The right of their line of march was protected by the Nile, and although
it was occasionally necessary to leave the bank, to avoid difficult ground,
the column camped each night by the river. The cavalry and the Camel Corps
searched the country to the south and east; for it was expected that the
Dervishes would resist the advance. Creeping along the bank, and prepared
at a moment's notice to stand at bay at the water's edge, the small force
proceeded on its way. Wady Atira was reached on the 18th, Tanjore on the
19th, and on the 20th the column marched into Akasha.
The huts of the mud village were crumbling back into the desert sand.

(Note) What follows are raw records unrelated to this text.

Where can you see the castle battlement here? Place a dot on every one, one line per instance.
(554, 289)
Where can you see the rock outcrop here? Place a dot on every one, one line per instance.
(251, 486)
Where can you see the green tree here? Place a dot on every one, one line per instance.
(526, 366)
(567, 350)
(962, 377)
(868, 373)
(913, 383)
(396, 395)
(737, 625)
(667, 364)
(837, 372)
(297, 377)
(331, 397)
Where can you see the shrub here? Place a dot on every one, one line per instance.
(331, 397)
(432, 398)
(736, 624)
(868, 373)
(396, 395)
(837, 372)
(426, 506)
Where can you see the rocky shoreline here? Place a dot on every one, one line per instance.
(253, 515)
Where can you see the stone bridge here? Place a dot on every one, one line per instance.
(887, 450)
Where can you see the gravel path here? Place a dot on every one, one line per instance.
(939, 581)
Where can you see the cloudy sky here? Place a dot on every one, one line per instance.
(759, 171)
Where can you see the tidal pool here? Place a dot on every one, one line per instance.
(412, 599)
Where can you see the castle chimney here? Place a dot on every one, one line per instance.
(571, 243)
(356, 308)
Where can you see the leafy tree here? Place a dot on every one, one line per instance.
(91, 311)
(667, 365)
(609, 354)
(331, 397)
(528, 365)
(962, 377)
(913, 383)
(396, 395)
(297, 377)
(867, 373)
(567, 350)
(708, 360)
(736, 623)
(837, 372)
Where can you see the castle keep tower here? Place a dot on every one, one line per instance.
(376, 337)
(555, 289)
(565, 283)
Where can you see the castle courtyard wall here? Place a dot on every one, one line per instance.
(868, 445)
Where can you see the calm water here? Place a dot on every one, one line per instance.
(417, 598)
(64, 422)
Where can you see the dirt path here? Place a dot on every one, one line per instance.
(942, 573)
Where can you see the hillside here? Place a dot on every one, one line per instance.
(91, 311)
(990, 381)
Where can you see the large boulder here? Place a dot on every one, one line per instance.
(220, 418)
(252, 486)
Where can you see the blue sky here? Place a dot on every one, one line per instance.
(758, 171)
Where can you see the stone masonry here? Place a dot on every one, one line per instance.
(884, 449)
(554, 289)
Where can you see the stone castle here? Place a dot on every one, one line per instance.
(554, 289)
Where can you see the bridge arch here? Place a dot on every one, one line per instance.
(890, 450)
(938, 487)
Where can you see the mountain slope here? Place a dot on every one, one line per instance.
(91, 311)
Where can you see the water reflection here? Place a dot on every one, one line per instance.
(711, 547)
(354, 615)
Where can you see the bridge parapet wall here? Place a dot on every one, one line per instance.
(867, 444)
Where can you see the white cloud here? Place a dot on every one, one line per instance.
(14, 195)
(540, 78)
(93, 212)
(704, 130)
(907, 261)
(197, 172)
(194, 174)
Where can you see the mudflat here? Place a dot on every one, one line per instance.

The old British fort and a number of storehouses--relics of the Gordon
Relief Expedition--were in ruins. The railway from Sarras had been pulled
to pieces. Most of the sleepers had disappeared, but the rails lay
scattered along the track. All was deserted: yet one grim object
proclaimed the Dervish occupation. Beyond the old station and near the
river a single rail had been fixed nearly upright in the ground. From one
of the holes for the fishplate bolts there dangled a rotten cord, and on
the sand beneath this improvised yet apparently effective gallows lay a
human skull and bones, quite white and beautifully polished by the action
of sun and wind. Half-a-dozen friendly Arabs, who had taken refuge on the
island below the cataract, were the only inhabitants of the district.